Foça Saldırısı Davası - Son Dakika
Güncel

Foça Saldırısı Davası

Foça Saldırısı Davası

Foça'da, iki askerin şehit olmasına, 12 kişinin de yaralanmasına sebebiyet veren bombalı saldırıya ilişkin 7'si tutuklu 8 sanığın yargılanmasına devam ediliyor.12.Ağır Ceza Mahkemesi'nde görülmeye başlanan davanın ilk duruşmasında 2 Eylül 2012'de...

21.06.2013 17:08

Foça'da, iki askerin şehit olmasına, 12 kişinin de yaralanmasına sebebiyet veren bombalı saldırıya ilişkin 7'si tutuklu 8 sanığın yargılanmasına devam ediliyor.

12. Ağır Ceza Mahkemesi'nde görülmeye başlanan davanın ilk duruşmasında 2 Eylül 2012'de Şanlıurfa'nın Viranşehir ilçesinde, polis ekipleriyle girdikleri çatışmada yaralı ele geçirilen 30 kez ağırlaştırılmış müebbet ve 28 yılla yargılanan Yunus Çiçek'in de bulunduğu 7'si tutuklu 8 sanık, olayın mağdur ve müştekileri ile tarafların avukatları hazır bulundu. Kimlik tespitlerinin ardından mahkeme heyeti tarafından sanık savunmaları alındı. Bombacıları İzmir'e getirerek saklayan 26 kez ağırlaştırılmış müebbet ve 15 yıl hapis istemiyle yargılanan Hasan Deliktaş, kimlik tespitinin ardından sorulara 'Kürtçe' cevap verdi. Avukatı da müvekkilinin Kürtçe savunma yapacağını, bir sonraki duruşmada tercüman hazır edeceklerini belirtti. Diğer sanıklar ise Türkçe savunma yapacaklarını söyledi.

Davaya Foça Belediyesi adına Av. Semra Aydoğdu Özcan da katıldı. Tutuklu bulunduğu Diyarbakır'da İzmir'e gelen Yunus Çiçek, dava başladıktan sonra duruşmaya yetişebildi.

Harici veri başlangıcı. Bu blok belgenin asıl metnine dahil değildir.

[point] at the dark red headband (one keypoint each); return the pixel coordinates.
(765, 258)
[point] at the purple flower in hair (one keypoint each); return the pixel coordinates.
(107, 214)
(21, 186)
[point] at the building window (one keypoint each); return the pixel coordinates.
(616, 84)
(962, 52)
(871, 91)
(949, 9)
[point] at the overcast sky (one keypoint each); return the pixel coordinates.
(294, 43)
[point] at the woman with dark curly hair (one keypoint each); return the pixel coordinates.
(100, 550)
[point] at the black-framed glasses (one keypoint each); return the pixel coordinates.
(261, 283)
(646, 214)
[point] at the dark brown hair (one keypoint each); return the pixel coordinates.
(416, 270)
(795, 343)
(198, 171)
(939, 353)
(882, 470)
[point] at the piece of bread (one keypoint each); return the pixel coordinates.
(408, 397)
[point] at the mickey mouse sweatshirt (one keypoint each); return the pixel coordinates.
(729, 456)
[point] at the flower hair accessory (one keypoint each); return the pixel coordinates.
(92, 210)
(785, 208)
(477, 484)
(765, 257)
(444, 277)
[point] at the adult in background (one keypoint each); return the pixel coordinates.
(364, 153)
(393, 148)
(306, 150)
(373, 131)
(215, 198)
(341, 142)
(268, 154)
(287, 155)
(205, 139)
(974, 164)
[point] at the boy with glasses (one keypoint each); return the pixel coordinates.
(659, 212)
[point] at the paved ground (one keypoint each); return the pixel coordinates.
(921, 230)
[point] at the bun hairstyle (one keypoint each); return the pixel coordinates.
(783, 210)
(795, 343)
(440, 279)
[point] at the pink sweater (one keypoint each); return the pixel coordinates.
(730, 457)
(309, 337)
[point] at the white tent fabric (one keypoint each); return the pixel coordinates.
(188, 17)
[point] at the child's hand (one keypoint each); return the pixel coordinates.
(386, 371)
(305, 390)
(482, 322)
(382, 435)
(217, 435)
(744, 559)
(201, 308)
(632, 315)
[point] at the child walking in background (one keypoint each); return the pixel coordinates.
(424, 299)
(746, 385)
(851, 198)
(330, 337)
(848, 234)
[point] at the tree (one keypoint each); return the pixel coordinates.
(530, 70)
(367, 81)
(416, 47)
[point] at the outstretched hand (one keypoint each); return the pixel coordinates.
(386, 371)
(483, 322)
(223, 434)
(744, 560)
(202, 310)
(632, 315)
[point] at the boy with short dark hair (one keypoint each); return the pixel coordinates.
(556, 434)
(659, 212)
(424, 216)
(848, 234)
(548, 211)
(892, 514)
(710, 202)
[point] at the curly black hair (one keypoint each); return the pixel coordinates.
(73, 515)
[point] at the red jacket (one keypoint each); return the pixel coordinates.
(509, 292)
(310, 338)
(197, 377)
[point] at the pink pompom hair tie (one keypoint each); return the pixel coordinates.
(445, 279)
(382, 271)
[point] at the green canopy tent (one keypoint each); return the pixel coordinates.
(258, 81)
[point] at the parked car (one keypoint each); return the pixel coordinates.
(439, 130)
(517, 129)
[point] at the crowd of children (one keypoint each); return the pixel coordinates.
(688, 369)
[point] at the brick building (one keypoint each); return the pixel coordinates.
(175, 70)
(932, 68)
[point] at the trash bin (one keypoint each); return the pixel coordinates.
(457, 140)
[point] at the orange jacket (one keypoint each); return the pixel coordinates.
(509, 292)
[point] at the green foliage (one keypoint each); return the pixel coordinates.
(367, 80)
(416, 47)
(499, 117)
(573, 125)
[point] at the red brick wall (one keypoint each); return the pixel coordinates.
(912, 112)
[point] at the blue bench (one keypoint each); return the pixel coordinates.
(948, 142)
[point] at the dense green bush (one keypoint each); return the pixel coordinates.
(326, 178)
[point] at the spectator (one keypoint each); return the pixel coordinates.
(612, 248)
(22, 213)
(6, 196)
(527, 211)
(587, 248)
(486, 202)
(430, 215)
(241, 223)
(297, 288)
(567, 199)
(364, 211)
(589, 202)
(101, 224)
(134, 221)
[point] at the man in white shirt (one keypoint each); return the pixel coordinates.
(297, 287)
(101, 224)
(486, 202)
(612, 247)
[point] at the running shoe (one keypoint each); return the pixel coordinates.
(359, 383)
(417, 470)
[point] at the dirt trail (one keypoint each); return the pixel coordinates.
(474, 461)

Tutuklu sanıklardan Şehmuz Rabindüz, halasının oğlu Hasan Deliktaş'ın 2011 yılında, çiftçilik yaptıkları İzmir'in Bayındır ilçesine bir jiple yanında Suriyeli turizmciler olarak tanıttığı kişilerle geldiğini ve 2011 yılı içinde bir daha kendisiyle hiç görüşmediklerini belirtti. Sanık Rabindüz; Hasan Deliktaş'ın 4 Ağustos 2012 tarihinde yanında iki kişi ile birlikte Bayındır'a geldiklerini belirterek şunları söyledi: "Bana bozdurmam için bin dolar verdi. Bozdurup verdim 300 lirasını geri verip almam için liste uzattı. Ayrıca, bir liste verip almamı istedi. Ben de kabul ettim. Listeyi kontrol ettiğimde giysi, çanta ile pil, fener gibi malzemeler vardı. Aldım, kendisine verdim. Bize geldiğinde yanındaki şahısların her birinde birer sırt çantası vardı"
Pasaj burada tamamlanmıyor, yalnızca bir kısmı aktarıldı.